Der 5. Strafsenat des Bundesgerichtshofs hat auf Antrag des Generalbundesanwalts und nach Anhörung des Beschwerdeführers am 25. September 2018 gemäß § 349 Abs. 2 StPO beschlossen:
Die Revision des Angeklagten gegen das Urteil des Landgerichts Chemnitz vom 18. Mai 2018 wird als unbegründet verworfen, da die Nachprüfung des Urteils auf Grund der Revisionsrechtfertigung keinen Rechtsfehler zum Nachteil des Angeklagten ergeben hat.
Der Beschwerdeführer hat die Kosten des Rechtsmittels zu tragen.

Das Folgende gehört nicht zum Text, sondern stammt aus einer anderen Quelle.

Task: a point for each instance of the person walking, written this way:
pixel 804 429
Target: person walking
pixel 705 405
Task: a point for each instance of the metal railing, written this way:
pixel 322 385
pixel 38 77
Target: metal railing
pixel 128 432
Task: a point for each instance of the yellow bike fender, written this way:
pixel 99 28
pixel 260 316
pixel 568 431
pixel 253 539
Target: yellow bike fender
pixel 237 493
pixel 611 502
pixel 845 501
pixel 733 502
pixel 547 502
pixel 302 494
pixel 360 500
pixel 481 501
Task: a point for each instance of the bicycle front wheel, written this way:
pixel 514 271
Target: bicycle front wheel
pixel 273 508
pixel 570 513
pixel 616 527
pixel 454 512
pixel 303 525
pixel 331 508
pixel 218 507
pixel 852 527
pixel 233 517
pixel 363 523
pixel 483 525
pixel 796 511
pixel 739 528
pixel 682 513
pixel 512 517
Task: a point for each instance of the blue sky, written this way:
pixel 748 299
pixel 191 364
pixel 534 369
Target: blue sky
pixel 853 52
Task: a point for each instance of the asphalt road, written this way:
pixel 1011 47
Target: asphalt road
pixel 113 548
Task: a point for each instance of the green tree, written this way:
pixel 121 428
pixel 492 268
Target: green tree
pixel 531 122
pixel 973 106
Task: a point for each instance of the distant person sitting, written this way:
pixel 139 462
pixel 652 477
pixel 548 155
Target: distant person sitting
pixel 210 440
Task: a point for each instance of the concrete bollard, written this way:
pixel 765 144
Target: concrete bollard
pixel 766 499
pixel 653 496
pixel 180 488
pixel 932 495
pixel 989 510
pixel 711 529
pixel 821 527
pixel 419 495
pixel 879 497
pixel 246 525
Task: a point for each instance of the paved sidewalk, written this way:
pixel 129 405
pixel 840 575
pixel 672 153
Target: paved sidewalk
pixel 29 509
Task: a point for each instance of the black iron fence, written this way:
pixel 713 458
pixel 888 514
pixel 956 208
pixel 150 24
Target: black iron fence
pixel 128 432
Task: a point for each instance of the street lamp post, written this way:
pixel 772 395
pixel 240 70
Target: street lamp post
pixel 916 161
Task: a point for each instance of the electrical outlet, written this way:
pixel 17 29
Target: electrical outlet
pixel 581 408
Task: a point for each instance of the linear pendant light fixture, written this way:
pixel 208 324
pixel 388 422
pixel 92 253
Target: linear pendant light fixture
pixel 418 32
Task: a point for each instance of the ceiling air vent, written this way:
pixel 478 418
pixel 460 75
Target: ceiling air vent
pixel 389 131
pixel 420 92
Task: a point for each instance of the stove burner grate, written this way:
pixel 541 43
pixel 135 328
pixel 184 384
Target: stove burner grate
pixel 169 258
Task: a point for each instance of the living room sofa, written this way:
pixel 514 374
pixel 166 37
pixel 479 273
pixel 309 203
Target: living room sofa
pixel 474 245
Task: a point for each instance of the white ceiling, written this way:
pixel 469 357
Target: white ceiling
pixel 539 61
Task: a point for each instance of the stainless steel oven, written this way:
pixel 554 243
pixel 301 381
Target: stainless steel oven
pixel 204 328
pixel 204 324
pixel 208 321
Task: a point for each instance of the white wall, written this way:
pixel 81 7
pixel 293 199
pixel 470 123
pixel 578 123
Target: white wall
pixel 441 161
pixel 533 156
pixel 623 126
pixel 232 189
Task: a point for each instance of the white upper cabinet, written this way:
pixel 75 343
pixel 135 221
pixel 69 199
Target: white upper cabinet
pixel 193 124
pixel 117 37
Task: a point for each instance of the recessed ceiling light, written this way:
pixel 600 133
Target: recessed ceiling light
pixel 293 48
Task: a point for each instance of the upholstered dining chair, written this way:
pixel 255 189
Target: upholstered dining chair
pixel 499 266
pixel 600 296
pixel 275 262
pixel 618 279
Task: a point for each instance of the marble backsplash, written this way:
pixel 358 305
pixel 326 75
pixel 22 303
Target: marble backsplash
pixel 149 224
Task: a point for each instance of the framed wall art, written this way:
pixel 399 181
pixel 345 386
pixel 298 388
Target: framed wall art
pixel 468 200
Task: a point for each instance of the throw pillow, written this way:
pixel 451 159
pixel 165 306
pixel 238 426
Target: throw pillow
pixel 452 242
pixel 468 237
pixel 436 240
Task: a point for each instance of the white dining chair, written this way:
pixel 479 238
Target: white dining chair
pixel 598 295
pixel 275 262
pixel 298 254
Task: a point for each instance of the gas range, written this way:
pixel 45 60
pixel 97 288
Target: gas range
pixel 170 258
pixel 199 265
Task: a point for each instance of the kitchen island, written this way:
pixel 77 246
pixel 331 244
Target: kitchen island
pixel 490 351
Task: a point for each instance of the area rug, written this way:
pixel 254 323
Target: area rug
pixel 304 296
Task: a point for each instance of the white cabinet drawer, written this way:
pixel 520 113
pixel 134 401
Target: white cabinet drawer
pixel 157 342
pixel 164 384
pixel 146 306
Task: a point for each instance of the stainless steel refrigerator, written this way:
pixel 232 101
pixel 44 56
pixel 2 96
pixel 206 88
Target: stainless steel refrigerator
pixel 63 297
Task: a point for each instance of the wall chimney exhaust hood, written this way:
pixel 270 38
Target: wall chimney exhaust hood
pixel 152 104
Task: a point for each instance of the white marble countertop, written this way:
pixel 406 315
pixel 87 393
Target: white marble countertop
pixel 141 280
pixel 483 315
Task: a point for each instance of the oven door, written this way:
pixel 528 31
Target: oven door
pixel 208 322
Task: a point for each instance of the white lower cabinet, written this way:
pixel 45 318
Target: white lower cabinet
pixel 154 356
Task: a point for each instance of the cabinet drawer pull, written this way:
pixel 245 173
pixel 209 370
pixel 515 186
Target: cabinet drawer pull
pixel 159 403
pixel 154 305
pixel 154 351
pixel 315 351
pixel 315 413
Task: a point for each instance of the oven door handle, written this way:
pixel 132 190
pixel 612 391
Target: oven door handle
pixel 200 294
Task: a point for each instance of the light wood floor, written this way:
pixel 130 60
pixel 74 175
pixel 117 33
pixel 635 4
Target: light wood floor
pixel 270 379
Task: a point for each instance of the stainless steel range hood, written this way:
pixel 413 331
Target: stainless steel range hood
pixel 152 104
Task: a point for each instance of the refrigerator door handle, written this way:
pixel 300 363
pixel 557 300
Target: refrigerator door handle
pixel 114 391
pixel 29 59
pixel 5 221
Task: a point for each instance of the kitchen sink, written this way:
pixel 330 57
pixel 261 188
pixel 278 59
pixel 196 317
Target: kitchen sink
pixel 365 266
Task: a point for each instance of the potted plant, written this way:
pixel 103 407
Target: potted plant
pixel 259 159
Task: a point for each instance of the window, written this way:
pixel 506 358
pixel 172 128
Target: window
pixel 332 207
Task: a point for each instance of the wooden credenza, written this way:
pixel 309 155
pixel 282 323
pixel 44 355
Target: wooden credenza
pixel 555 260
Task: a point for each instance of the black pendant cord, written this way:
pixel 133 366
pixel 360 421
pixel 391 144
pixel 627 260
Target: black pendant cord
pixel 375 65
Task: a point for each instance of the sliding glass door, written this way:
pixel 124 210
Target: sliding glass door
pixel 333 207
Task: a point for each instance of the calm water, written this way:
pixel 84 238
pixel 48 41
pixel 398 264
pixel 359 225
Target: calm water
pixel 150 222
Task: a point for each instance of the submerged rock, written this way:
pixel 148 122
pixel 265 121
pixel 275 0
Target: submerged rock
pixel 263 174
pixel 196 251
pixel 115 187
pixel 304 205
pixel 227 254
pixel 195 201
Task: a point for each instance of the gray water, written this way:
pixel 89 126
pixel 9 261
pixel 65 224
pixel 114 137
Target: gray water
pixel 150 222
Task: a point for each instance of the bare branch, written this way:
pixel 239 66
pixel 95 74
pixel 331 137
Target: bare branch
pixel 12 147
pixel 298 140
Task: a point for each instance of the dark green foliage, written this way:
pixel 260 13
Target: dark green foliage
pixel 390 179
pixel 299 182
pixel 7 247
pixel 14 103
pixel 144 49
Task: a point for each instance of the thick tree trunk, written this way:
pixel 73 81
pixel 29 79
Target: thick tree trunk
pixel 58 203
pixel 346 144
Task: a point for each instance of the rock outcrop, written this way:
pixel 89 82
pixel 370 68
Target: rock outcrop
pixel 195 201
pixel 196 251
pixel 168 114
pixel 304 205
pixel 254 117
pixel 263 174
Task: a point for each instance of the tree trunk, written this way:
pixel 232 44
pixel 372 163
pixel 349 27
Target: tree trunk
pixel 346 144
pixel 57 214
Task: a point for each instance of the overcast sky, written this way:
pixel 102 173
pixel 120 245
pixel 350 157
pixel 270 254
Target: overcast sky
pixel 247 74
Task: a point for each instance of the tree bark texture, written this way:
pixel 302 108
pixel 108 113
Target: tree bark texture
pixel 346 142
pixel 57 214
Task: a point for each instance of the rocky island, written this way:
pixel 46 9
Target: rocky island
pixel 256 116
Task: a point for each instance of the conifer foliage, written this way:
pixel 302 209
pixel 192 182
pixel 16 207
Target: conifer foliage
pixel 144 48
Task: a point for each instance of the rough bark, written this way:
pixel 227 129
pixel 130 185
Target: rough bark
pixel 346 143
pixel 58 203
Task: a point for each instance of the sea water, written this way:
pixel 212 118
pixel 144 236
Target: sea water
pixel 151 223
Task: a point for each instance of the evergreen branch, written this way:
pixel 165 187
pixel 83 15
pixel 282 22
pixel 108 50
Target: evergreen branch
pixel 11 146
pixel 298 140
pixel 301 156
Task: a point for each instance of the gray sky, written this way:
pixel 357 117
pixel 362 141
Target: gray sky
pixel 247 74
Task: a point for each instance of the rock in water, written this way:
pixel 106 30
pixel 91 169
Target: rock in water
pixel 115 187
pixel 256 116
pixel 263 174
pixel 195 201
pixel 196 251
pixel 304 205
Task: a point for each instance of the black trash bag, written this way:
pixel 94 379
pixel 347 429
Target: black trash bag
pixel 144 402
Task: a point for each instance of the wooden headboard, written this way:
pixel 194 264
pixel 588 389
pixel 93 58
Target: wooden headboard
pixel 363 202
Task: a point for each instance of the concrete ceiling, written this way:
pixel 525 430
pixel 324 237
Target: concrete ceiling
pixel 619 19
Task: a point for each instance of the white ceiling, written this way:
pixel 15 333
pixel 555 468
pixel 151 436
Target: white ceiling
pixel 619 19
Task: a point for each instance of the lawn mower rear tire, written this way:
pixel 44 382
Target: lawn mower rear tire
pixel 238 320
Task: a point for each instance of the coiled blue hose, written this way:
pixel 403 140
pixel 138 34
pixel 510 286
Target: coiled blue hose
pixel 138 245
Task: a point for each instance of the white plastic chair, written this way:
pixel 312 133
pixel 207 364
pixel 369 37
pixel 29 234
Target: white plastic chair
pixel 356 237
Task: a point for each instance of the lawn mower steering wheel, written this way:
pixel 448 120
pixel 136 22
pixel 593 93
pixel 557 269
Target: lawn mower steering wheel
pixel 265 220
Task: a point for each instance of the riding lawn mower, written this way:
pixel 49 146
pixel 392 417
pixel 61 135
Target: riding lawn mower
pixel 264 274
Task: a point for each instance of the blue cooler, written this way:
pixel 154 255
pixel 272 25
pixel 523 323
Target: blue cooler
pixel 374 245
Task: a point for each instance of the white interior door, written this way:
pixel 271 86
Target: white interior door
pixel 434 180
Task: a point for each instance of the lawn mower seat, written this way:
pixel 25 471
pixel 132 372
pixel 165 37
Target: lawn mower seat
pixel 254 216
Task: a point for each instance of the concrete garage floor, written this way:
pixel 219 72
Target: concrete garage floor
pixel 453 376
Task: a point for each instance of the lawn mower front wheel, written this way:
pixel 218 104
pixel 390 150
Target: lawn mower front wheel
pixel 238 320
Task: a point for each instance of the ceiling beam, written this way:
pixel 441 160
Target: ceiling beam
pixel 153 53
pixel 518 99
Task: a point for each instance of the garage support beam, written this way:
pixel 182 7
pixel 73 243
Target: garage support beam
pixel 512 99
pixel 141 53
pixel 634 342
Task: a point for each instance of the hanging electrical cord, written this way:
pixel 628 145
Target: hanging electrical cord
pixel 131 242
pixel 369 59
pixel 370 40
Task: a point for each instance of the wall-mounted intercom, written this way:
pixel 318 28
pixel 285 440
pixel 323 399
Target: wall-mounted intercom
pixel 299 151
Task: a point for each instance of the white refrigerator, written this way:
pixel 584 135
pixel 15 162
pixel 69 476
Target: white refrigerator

Ergänzend zur Antragsschrift des Generalbundesanwalts bemerkt der Senat:
Die Verfahrensrüge ist schon unzulässig, weil der Revisionsführer nicht vorgetragen hat, dass sich der frühere Mitangeklagte S. nach den Äußerungen zu einer Verteidigererklärung noch weiter zur Sache eingelassen hat (vgl. S. 8 des Protokolls vom 4. Mai 2018). Im Übrigen wäre die Rüge aber auch unbegründet. Der Senat schließt aus, dass sich die missverständlichen Ausführungen des Landgerichts zur Strafrahmenwahl bei Tat 1 (UA S. 18 f.) auf die Strafbemessung ausgewirkt haben.